Sudah mau Hari Raya Nyepi nih, siap-siap akan lockdown sementara. Pastikan kalian siapin makanan yang banyak ya. Sudah tahu Ngembak Geni ‘kan? Itu lho, sehari setelah Hari Raya Nyepi. Erat kaitannya dengan Ngembak Geni, tradisi Omed-omedan yang biasanya dilakukan dengan meriah ini katanya akan dilakukan secara sederhana saja. Sebagai bentuk menghormati himbauan Gubernur Bali, Bapak I Wayan Koster dalam mewanti-wanti terkena virus corona.
Omed-omedan Dilaksanakan di Tengah Kota Denpasar

Jadi, tradisi ini diadakan di tengah Kota Denpasar, tepatnya di Banjar Kaja, Desa Sesetan, Denpasar Selatan. Digelar setiap setahun sekali saat hari Ngembak Geni atau sehari setelah hari Raya Nyepi, kegiatan dimulai sekitar pukul 14.00 WITA dan berlangsung kurang lebih selama 2 jam. Prosesi ini hanya boleh diikuti kalangan muda-mudi atau yang belum menikah dengan umur minimal 13 tahun. Menurut salah seorang penglingsir dari Desa Sesetan, I Gusti Ngurah Oka Putra, omed-omedan diperkirakan sudah ada sejak abad ke-17 dan terus berlangsung sampai sekarang ini. Kalau menurut pewaris Puri Oka yang sering disapa Ngurah Bima ini bilang kalau omed-omedan berasal dari kata omed yang artinya tarik menarik.
Tidak Sembarangan, Persembahyangan Menjadi Hal Pertama yang Dilakukan
Sebelum ritual dimulai, seluruh peserta harus sembahyang bersama terlebih dahulu di Pura Banjar.
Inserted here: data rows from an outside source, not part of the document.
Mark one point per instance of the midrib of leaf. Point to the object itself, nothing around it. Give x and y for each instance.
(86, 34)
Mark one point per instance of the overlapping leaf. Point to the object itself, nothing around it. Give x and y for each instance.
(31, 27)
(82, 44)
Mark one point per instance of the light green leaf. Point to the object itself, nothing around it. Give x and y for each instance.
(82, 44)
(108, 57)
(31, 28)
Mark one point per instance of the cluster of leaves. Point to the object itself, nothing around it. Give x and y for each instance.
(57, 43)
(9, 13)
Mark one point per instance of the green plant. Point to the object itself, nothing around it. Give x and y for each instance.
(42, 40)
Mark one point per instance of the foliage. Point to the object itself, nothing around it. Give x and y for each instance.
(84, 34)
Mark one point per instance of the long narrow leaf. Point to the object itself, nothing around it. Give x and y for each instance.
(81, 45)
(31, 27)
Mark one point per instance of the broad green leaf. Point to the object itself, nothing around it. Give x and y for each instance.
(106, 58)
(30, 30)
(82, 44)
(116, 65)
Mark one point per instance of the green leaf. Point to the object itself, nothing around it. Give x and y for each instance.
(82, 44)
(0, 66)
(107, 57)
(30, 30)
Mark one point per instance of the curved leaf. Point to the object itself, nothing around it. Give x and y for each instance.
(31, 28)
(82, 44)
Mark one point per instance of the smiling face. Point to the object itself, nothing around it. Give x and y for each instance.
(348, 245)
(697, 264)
Lewat sembahyang bersama ini, para peserta memohon kebersihan hati dan juga kelancaran acara tanpa kendala apapun.
Setelah itu, akan ditampilkan pertunjukan tari barong bangkung yang dimaksudkan untuk mengingat kembali peristiwa war-nya sepasang babi hutan di desa ini. Pernah tuh Omed-omedan ditiadakan, eh tiba-tiba muncul dua ekor babi hutan yang saling bertarung. Sampai berdarah-darah!

Mereka takut kalau babi saja bisa gitu, kenapa manusia nggak? Apalagi war-nya sampai berdarah-darah juga. ‘Kan seram! Makanya untuk menghindari hal tersebut, para muda mudi diminta untuk terus melalukan tradisi ini setiap tahunnya agar aman sentosa keadaan desanya. Selain itu, akan diawali dengan Upacara Guru Piduka, kenapa? Ya, pastinya untuk mendapat keselamatan karena akhir-akhir ini ada sakit yang berkepanjangan sampai ada yang meninggal, ya apalagi kalau bukan karena Virus Corona.
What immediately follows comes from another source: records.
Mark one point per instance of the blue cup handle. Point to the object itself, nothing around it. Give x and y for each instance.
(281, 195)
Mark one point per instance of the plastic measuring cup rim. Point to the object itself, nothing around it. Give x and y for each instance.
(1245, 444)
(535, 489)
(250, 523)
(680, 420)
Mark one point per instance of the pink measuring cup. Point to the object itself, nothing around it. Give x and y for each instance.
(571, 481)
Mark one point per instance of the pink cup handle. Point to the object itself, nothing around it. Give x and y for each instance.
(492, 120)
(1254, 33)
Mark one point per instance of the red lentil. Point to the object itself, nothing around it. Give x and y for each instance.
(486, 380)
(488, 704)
Dibentuk Dua Grup, Grup Teruna dan Teruni
Dalam tradisi ini, para muda-mudi setempat dibagi jadi dua grup yaitu grup pria (teruna) dan grup wanita (teruni). Kedua grup ini harus berbaris berhadap-hadapan yang mana bakal dipandu sama para polisi adat (pecalang), terus secara bergantian dipilih satu orang dari masing-masing grup untuk diangkat dan diarak kayak ogoh-ogoh. Ya nggaklah, diarak ke depan barisan maksudnya.
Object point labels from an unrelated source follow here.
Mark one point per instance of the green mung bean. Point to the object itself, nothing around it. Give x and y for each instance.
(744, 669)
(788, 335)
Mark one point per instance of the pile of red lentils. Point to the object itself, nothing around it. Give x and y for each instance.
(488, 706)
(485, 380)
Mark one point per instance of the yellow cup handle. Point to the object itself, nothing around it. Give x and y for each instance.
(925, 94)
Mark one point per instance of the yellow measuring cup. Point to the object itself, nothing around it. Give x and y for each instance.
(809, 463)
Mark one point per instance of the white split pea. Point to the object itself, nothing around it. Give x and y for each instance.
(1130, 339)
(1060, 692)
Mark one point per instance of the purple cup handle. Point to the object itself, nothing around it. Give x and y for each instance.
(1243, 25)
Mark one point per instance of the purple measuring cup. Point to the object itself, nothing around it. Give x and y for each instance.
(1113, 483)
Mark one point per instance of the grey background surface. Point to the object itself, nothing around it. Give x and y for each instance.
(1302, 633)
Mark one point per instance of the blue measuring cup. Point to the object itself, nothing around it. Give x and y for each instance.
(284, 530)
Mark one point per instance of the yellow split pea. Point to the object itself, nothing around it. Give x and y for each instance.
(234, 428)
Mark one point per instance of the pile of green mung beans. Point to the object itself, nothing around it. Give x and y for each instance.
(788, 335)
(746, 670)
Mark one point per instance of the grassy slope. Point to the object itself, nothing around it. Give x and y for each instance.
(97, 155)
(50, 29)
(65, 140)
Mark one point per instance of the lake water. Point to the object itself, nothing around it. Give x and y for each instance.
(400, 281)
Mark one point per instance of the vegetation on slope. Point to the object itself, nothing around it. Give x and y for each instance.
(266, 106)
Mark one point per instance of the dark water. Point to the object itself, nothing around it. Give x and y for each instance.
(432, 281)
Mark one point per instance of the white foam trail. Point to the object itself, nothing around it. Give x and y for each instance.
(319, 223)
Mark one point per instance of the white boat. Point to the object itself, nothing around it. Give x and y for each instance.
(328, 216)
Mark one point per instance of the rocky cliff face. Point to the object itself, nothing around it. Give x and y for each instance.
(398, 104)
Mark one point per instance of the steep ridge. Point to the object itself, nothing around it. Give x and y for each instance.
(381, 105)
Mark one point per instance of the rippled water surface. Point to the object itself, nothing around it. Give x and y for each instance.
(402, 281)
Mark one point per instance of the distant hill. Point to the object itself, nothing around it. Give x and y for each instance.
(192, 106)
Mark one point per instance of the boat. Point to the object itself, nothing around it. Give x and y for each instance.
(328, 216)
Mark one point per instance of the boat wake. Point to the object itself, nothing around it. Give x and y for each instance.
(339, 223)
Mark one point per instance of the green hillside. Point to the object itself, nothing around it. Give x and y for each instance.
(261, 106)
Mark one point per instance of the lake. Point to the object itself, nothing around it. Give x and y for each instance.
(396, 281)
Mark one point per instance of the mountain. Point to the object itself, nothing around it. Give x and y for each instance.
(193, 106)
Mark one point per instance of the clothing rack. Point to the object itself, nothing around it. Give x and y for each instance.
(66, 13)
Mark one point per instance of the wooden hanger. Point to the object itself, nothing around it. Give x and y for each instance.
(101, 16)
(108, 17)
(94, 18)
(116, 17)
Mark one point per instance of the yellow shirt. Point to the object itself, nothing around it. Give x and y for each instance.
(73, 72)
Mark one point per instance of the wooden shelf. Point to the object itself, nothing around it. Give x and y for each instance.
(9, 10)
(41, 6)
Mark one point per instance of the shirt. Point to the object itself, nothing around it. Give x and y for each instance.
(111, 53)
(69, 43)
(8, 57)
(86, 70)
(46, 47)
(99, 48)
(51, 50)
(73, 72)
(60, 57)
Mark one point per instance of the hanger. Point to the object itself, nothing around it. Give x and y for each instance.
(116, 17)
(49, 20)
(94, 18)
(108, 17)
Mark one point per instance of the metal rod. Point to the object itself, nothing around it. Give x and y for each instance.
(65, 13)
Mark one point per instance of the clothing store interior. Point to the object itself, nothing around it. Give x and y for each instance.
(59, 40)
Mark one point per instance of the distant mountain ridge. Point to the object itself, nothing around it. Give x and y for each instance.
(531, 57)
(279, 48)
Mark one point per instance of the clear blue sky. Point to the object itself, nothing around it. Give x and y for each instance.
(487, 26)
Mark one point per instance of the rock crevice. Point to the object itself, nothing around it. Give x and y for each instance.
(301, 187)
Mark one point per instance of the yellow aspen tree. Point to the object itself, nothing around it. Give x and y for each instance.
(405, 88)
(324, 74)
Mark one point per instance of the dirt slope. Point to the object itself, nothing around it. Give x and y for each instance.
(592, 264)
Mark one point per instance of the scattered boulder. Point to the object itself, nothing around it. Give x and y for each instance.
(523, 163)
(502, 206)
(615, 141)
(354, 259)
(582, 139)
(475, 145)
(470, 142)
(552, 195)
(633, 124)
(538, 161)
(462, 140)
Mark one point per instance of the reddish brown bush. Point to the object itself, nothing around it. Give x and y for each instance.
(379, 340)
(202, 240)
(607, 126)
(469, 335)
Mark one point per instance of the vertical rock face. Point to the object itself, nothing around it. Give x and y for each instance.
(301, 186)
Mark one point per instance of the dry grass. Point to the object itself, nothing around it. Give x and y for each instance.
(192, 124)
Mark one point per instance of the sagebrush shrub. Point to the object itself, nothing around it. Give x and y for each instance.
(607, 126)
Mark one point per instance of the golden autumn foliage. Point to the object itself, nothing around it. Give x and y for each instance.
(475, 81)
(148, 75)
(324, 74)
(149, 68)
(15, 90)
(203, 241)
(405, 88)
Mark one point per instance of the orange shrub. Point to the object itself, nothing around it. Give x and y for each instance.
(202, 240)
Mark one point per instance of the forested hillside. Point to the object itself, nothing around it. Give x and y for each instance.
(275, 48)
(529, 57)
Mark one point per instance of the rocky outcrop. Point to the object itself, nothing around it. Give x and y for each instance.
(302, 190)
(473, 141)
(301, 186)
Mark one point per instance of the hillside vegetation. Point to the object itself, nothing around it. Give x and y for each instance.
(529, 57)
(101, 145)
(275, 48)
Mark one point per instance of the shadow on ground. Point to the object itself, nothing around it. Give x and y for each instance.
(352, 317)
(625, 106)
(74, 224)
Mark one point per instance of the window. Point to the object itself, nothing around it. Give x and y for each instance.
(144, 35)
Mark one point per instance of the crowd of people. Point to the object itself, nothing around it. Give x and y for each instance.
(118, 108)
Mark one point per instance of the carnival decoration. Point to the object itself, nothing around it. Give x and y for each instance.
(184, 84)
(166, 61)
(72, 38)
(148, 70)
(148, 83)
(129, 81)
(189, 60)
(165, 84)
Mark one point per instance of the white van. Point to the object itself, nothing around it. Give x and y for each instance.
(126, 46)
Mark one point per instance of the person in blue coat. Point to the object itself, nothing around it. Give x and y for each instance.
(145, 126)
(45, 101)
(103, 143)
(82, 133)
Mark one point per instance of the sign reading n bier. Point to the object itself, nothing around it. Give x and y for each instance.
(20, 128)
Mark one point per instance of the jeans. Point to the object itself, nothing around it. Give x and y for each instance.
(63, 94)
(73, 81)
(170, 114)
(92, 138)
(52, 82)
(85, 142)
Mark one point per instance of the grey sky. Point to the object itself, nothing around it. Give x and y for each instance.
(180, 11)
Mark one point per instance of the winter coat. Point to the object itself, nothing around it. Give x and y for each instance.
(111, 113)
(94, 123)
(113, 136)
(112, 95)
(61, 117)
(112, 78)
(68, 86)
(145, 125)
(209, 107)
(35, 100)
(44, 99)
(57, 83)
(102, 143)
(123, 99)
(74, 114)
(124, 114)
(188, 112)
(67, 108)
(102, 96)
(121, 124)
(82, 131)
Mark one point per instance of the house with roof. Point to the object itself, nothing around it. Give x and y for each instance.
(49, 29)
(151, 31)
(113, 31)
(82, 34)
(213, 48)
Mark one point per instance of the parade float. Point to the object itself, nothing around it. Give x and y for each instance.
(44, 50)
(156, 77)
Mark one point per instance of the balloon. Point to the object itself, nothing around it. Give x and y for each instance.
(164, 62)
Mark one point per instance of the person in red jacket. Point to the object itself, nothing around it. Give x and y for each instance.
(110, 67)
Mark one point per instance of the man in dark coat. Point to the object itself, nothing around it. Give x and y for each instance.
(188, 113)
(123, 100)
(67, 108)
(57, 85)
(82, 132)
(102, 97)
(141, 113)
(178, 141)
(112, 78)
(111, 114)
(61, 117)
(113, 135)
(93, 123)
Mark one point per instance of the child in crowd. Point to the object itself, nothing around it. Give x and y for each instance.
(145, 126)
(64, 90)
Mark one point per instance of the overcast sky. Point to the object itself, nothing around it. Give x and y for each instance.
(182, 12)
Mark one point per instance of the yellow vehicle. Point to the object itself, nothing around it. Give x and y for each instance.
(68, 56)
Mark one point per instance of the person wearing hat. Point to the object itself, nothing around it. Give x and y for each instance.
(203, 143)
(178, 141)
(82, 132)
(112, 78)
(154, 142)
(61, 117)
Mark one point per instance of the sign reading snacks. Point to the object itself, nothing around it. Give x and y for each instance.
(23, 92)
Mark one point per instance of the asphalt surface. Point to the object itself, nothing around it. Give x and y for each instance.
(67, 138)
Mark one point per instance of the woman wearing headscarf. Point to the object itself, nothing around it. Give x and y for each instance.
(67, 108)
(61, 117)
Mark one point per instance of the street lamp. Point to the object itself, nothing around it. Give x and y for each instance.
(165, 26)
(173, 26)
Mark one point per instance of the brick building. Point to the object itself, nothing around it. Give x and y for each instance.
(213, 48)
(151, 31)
Kalau kedua muda-mudi ini nggak bisa juga untuk dilepasin, panitia akan siram mereka menggunakan air hingga basah kuyup. Karena kebanyakan orang melihat acara ini cuma untuk cium-ciuman, akhirnya tradisi ini jadi salah kaprah dan dianggap hanya untuk main-main saja.

Sebenernya nggak gitu lho artinya. Ngurah Bima sudah bilang kalau tradisi ini bukan semata-mata sebagai ajang pelukan atau ciuman massal seperti informasi yang beredar. Omed-omedan ‘kan artinya memang tarik menarik, terus sudah ada juga pakem yang jelas mengenai tradisi ini. Mereka yang melakukan tradisi ini adalah anggota STT (Sekaa Teruna Teruni) yang diangkat sama temen-temennya secara spontanitas tanpa ngurangin tradisi, adat, budaya dan pakem yang ada.
Nah, jadi gitu lho. Tradisi ini bukan acara ciuman massal terus sangat sakral kalau ditiadakan. Walaupun nggak semeriah sebelumnya, acara ini akan tetep seru kok untuk dilakukan. Dengar-dengar sih hanya tiga pasangan saja dan untuk kalian yang bukan asli warga Desa Sesetan diharapkan tetap tenang serta menghargainya dengan tidak datang. “Yaahh kok gitu sih?” Ya mau gimana lagi, buat kebaikan bersama.